Response 6: In Figure 10, optimal point referred that the carbon content (3.6wt%) can make the sintering yield and quality index reach the best. In order to eliminate misunderstanding, this expression has been added in Figure 10 of the revised draft.

Point 7: Some mistakes should be modified in the revised manuscript: Some

subscript of chemical formulas should be revised, such as Line13-17, “oC” should be “oC”, Line 57-65, etc. In Line 164, and Fig.3,“ΔGTΘ+RTlnPZn(g)” or “ΔGTΘ-RTlnPZn(g)”? Please confirm the result in revised manuscript.

Response 7: Thanks for the reviewer's careful reading. We have carefully revised and marked the original text.

Reviewer 5 Report

Attention should be paid to English language use.

Comments for author File: Comments.pdf

Author Response

Response : Thank you for your careful modification and annotation. We have made corresponding modifications according to your notes. Your efforts have been very helpful in improving the quality of the article. Thank you again for your time and efforts.

Round 2

Reviewer 1 Report

Point 3: The crystallography database, e.g., ICDD, is still not given

Point 7: Line 183-187. The sentence is very long and it is not clear how the lnP Zn(g) is negative from looking at the diagram. 

Point 8: The pressure is not 1 atm across the entire predominance diagram. This is clear when looking at the boundary of ZnCO3 stability, which is at around 100000 atm CO2 according to the diagram.

Point 9: R = basicity should be defined somewhere

Point 12: Although there are numerous improvements and corrections to the manuscript, there remains errors. For example line 137-140 is not easily read and contains errors. MDPI can perhaps offer professional services to amend and check the manuscript.

Author Response

Thanks for the reviewer's careful review and comments. The reply and modification are as follows：

Point 3: The crystallography database, e.g., ICDD, is still not given

Response 3:The reviewer's opinion is very professional. According to your opinion, we have redrawn the XRD diagram and given the standard card comparison diagram with ICDD in the last revised draft. 

Point 7: Line 183-187. The sentence is very long and it is not clear how the lnP Zn(g) is negative from looking at the diagram.

Response 7: Sorry for the misunderstanding caused by the expression here. P_Zn(g) represented the partial pressure of Zn(gas phase) in the system which was less than 100%, so lnP_Zn(g) was negative. But you are right, this remark really created a misunderstanding. Because the partial pressure of Zn in the system was uncertain, it was treated as an unknown constant. We have modified the corresponding expression. Hopefully the readers will understand it more clearly. Thank you for you reminding.

Point 8: The pressure is not 1 atm across the entire predominance diagram. This is clear when looking at the boundary of ZnCO3 stability, which is at around 100000 atm CO2 according to the diagram.
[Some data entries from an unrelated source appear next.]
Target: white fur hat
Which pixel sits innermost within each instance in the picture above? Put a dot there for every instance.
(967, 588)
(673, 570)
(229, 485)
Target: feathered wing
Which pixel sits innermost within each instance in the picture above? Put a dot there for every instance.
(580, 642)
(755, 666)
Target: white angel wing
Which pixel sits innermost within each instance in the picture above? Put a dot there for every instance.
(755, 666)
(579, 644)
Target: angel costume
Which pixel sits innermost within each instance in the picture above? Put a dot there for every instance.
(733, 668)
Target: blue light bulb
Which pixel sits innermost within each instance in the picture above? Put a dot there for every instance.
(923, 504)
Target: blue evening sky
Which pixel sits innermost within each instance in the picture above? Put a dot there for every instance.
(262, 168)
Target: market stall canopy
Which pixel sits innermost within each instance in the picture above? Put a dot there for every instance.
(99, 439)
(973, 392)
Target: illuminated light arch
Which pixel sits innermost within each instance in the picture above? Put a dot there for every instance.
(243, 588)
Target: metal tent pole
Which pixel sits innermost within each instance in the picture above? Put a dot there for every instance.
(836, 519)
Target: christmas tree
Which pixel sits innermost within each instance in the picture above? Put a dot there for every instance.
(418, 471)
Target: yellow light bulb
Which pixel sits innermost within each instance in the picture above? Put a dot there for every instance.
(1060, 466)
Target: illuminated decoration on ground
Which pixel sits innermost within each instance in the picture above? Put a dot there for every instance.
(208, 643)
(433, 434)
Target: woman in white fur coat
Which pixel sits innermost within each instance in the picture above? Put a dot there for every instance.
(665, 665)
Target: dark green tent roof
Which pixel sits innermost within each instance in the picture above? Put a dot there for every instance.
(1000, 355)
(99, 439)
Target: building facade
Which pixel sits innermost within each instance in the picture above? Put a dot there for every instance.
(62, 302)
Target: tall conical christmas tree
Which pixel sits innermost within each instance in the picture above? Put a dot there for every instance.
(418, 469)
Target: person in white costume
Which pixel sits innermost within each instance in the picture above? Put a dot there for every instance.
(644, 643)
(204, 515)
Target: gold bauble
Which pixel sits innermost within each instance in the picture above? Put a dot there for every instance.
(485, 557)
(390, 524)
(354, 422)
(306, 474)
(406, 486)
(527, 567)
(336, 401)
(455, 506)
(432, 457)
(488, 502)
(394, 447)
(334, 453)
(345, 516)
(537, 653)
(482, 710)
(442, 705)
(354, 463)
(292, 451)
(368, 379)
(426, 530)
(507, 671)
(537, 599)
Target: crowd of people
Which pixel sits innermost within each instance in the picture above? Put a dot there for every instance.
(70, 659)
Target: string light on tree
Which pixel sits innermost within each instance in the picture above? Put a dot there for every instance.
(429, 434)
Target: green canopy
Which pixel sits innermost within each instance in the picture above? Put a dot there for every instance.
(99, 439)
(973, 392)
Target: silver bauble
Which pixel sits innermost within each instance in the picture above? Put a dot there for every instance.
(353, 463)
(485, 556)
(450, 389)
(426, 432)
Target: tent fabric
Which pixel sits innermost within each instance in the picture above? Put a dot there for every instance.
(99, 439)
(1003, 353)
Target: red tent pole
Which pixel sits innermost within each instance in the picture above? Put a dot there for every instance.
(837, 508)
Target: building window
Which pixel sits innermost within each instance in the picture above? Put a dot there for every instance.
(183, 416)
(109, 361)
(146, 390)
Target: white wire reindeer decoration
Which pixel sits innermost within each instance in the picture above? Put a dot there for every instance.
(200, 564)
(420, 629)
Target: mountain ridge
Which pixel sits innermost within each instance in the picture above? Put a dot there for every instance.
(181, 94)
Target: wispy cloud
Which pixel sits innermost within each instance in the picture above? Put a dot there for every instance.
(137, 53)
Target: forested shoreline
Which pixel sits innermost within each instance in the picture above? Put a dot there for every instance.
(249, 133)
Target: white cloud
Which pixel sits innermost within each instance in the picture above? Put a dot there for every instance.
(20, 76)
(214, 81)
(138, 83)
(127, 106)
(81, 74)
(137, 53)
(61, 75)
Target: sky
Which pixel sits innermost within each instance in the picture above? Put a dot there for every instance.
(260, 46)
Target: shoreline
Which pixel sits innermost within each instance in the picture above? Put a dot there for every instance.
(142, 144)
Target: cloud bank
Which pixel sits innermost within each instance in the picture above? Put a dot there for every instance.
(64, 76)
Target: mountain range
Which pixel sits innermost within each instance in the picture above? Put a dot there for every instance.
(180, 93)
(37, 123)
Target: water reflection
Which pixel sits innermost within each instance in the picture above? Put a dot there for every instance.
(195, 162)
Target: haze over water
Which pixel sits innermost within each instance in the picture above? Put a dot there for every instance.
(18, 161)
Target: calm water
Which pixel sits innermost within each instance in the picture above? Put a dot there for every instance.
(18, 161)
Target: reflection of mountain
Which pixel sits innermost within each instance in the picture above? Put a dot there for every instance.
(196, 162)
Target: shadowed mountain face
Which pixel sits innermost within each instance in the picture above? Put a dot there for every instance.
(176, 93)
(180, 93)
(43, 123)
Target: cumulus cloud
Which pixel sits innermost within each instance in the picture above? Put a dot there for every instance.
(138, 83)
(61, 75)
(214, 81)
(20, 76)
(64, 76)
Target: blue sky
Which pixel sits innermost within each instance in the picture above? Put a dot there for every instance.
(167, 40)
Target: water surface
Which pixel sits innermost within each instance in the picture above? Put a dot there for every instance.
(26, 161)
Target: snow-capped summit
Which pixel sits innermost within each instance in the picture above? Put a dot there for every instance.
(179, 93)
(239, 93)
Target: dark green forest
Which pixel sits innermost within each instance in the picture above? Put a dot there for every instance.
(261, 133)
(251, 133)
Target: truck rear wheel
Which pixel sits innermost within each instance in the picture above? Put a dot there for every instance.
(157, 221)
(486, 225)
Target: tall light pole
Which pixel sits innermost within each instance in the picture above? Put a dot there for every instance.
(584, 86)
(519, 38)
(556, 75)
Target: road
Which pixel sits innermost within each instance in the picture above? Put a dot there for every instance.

Response 8: Thank you for reminding us. We have carefully checked the phase diagram and it was correct. 1 atm means One standard atmosphere, which is 1.013X10⁵Pa. According to the comments, we have added corresponding instructions.

Point 9: R = basicity should be defined somewhere

Response 9: Thank you for you reminding. R was defined in the beginning of 3.3.2.

Point 12: Although there are numerous improvements and corrections to the manuscript, there remains errors. For example line 137-140 is not easily read and contains errors. MDPI can perhaps offer professional services to amend and check the manuscript.

Response 12: Thank you for your nice advice. We have modified the corresponding expression according to your instructions. We also invited a foreign scholar to revise the English expression of the full manuscript, hopefully to meet the publication requirements of the magazine.

Author Response File: Author Response.pdf

Reviewer 3 Report

The authors have revised the manuscript based on my previous comments and hence, I am recommending to consider this work in your esteemed journal. 

Author Response

Thank you for your comments and efforts on the article.